Not thinking to doubt her, he would carry on with his work until he discovered the sign. He would then look around him, throw down the hoe, take the sign back into the house, replace it on the dining table and, without pausing even to wash his hands or face, gallop upstairs to the bedroom where she would be undressed and waiting for him. No further communication was required. If he gave satisfaction, she would cook him whatever he felt like eating. If not, she would devise some domestic penalty for him. He ate what she cooked for him with an easy conscience, as easy as if he were the Division Commander eating food cooked by his Orderly; it was his reward fora job well done. Her punishments -washing her clothes, cleaning her ears, cutting her nails-he accepted just as easily, as fair penance for a selfish dereliction of duty. Love was a game to be played seriously. Once, she slipped the Serve the People! sign under his knife as he chopped vegetables in the kitchen. After he'd followed her upstairs, the smell of chilli still on his fingers, and given exceptional satisfaction, it was she who returned to the kitchen to pick up where he'd left off. In fact, she took over all the cooking for the next three days, not even allowing him to wash up afterward.

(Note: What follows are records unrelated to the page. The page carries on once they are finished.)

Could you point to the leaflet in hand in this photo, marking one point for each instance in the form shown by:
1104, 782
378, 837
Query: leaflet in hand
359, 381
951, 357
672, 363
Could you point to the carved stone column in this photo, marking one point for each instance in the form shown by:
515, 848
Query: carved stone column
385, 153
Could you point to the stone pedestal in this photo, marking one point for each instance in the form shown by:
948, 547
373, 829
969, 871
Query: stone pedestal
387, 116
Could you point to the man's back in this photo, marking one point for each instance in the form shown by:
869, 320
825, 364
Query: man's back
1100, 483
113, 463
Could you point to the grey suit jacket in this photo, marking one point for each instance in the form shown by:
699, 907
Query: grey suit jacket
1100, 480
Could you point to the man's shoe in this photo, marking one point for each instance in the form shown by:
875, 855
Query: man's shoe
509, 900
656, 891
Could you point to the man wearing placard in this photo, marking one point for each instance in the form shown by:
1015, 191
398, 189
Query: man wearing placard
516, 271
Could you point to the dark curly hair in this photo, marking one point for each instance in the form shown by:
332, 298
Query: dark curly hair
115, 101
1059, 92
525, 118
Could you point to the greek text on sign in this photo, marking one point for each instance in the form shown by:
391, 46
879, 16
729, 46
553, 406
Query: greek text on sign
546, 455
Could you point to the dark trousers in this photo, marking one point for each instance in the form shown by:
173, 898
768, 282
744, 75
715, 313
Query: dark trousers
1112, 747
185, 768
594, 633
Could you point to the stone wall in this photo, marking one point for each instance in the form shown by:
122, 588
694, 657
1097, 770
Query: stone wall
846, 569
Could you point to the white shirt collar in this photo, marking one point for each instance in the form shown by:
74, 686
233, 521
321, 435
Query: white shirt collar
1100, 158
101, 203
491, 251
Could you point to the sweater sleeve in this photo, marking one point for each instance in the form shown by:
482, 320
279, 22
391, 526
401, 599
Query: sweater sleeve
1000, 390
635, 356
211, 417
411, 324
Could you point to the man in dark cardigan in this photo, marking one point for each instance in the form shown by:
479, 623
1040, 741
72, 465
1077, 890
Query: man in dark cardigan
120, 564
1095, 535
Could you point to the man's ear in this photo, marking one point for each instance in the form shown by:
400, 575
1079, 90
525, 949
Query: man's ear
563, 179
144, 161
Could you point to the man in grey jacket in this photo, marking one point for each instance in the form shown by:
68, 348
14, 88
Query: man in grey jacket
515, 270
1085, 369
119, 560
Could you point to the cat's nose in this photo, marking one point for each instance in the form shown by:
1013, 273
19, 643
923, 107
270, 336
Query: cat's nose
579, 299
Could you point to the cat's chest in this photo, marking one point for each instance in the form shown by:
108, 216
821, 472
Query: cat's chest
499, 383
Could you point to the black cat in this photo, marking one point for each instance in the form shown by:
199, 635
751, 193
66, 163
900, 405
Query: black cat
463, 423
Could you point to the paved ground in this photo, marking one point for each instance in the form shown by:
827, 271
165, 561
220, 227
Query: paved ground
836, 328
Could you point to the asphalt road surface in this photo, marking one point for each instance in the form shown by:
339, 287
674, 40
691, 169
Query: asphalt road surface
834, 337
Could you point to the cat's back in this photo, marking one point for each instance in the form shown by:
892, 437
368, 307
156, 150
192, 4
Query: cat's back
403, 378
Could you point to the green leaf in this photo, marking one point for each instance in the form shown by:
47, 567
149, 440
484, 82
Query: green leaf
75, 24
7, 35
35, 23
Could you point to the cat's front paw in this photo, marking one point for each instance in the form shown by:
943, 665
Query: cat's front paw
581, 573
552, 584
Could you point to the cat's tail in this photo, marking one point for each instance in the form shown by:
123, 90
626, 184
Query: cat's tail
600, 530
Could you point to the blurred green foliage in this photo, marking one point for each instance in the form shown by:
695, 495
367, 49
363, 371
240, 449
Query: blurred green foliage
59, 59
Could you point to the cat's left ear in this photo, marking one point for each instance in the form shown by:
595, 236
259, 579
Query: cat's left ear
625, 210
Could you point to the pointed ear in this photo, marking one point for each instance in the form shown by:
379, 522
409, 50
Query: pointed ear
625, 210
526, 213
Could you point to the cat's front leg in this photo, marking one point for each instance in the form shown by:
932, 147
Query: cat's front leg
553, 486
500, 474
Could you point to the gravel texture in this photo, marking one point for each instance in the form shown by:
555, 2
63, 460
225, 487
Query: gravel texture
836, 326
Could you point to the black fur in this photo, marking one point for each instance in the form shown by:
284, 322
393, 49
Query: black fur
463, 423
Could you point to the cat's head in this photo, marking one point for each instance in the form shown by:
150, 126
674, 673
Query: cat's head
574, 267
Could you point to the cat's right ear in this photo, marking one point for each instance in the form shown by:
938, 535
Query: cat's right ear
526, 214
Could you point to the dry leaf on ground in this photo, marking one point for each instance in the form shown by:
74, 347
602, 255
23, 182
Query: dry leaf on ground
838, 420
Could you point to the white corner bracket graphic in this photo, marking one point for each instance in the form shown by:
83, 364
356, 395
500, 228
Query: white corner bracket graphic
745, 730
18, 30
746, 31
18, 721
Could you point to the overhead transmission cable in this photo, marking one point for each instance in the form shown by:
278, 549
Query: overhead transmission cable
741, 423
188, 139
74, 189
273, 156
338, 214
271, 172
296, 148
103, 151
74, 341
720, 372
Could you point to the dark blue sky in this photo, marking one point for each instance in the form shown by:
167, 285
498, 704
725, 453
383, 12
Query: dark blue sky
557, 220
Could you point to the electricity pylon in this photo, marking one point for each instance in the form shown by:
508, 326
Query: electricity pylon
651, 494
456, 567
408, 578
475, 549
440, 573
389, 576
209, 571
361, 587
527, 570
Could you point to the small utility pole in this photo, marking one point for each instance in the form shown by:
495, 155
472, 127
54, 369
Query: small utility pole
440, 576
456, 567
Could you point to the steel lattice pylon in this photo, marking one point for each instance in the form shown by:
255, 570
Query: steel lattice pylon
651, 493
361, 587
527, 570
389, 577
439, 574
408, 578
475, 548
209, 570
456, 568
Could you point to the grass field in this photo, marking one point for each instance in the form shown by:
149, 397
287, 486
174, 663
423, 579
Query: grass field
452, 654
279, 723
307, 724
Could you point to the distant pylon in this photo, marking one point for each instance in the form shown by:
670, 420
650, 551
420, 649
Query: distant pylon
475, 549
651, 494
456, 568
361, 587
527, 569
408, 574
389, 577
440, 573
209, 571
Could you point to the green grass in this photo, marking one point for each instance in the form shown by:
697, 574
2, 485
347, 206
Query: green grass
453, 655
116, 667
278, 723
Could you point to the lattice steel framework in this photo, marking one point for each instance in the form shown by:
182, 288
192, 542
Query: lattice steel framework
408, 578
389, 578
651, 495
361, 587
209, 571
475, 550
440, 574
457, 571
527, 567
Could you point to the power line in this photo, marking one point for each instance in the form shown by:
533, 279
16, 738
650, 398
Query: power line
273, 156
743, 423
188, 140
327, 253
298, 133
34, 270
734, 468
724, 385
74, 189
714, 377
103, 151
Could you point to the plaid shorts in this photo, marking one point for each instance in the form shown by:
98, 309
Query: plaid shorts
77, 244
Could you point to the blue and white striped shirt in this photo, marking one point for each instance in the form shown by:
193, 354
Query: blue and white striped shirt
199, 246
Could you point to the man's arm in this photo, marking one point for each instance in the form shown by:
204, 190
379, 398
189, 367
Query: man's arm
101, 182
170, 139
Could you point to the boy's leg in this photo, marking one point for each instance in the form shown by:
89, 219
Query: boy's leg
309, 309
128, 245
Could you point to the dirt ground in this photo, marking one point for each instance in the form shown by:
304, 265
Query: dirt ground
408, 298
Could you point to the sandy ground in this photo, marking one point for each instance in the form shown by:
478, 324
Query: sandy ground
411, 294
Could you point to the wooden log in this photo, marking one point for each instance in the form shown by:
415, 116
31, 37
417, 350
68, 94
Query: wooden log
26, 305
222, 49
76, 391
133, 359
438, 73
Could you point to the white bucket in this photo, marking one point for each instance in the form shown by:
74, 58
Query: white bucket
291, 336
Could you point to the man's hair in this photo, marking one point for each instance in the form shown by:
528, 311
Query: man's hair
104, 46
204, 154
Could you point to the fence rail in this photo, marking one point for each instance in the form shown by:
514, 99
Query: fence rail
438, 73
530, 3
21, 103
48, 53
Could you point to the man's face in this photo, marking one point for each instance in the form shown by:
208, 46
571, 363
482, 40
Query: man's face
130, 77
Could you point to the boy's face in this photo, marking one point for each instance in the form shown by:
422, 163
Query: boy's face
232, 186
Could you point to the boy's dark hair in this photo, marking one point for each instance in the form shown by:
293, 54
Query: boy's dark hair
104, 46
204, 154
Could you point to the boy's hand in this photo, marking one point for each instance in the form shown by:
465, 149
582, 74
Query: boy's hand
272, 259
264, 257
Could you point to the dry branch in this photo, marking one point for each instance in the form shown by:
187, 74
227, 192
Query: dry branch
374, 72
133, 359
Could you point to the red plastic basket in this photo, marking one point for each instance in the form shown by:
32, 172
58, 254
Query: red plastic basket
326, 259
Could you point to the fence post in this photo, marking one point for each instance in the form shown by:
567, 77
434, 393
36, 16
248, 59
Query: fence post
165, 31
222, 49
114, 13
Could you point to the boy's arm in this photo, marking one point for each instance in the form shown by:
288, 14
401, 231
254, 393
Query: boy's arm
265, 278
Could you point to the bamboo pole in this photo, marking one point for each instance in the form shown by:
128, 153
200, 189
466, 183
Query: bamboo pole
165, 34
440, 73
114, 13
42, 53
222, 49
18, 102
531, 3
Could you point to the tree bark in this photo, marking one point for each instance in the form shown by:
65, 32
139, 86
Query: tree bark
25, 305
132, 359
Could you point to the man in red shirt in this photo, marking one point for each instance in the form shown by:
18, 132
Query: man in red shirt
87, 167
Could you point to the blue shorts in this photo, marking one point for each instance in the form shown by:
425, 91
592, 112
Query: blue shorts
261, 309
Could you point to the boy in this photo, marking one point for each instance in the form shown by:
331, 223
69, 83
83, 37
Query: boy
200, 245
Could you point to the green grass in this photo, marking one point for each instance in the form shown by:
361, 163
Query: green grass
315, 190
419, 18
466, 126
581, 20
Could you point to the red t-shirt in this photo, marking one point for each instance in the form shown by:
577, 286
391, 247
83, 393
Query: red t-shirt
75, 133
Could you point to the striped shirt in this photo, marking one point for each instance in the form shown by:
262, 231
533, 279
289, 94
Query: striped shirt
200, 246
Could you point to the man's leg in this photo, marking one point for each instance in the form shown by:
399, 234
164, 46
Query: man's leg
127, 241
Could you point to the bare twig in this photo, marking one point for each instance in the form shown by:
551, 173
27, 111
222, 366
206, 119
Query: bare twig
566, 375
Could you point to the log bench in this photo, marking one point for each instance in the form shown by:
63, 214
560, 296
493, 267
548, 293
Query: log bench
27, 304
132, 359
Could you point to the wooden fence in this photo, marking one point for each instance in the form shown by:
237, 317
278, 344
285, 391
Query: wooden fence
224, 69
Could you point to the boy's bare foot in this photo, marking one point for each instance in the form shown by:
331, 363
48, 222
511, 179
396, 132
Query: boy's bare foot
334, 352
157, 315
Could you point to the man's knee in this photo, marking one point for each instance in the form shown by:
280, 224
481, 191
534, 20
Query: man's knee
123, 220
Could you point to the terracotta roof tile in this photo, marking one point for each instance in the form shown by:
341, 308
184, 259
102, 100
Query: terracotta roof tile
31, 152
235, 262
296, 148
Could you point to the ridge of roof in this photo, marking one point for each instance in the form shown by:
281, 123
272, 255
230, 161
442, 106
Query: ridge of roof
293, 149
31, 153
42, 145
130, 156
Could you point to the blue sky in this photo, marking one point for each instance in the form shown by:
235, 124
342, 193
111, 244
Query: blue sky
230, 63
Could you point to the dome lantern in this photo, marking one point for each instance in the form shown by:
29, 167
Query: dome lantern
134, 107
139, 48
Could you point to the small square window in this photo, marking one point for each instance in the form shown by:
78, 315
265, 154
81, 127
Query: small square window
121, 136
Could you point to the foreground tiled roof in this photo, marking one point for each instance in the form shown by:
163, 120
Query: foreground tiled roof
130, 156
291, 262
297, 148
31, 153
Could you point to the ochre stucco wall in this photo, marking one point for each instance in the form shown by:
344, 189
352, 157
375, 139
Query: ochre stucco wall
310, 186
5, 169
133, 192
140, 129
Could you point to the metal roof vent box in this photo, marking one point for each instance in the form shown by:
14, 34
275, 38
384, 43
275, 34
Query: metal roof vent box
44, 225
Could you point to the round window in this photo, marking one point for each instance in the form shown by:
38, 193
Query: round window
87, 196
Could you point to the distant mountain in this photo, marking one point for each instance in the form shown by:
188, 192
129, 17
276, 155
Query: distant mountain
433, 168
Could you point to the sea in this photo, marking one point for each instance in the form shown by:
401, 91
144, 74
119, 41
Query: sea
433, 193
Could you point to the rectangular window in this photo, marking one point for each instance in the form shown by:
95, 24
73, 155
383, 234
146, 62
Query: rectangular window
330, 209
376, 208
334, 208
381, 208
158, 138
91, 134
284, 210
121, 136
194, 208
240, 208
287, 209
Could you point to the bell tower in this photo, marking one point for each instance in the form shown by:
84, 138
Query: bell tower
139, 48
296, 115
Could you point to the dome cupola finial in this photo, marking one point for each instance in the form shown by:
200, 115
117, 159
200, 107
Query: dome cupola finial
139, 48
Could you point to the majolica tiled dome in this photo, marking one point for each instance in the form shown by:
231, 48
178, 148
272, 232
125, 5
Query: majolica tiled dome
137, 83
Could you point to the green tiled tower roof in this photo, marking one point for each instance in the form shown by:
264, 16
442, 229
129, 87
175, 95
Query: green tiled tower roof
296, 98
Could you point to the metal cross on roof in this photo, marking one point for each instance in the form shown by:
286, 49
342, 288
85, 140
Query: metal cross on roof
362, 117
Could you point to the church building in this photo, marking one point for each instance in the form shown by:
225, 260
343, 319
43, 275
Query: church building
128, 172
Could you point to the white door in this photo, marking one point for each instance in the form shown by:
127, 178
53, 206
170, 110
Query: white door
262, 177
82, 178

As the affair went on, the Serve the People! sign seemed to grow legs. An instant after she decided she wanted him, it would lodge itself in a blossoming shrub as he weeded a flower bed. Or, as he pruned the vines, it would suddenly appear hanging from a branch, nudging at his shoulder. While he was out shopping for food, the slightest thing could set him off on fantasies, which on discovering the sign lying in wait for him back at Compound Number One-would swiftly become reality. Sometimes, of course, his thoughts would be elsewhere--with his wife and son, for example--but one glimpse of the sign obliterated everything except Liu Lian's glorious body and his desire for it. They would come together whenever and wherever: the sitting room, kitchen, bathroom, study, the Division Commander's conference room; even, under cover of darkness, beneath the vine trellis.

In a few short weeks, they'd become both the masters and slaves of instinct, allowing sex to dominate all other aspects of life. Between them, they could make the sexual act simple one minute, elaborate the next; now perfunctory, now ceremonious; now civilized, now decadent; now relaxed, now painstaking. But it was not until their last week together that their affair attained a truly extraordinary, climactic intensity.

Shortly before this, the Division had left on camp and field training. For days, trucks loaded with firewood, coal, clothes and grain had been parked in front of each company barracks. The poems, essays and lists of commendations that usually filled noticeboards had given way to posters urging their readers to Prepare for War and Natural Disasters, to Dig Holes That Are Deep and Amass Grain Stores That Are Large; to Triumph over US Imperialism and Soviet Revisionism on the Path to Victory in World War III, while constantly bearing in mind that Hegemony Must Not Be Sought. Battle challenges were exchanged; councils of war proposed. As slogan piled upon slogan, so the entire Division worked itself up into a revolutionary frenzy. Tucked away in the Division Commander's compound, Wu Dawang had almost forgotten what it was to be a soldier; how a single spark of propaganda could set the barracks alight. On the day of the Division's departure, he was pushing his bicycle out of Compound Number One after almost a week spent exclusively behind its reinforced steel fence, en route to market, when suddenly, what looked like the entire Division jogged past him in full battle dress toward the drill ground.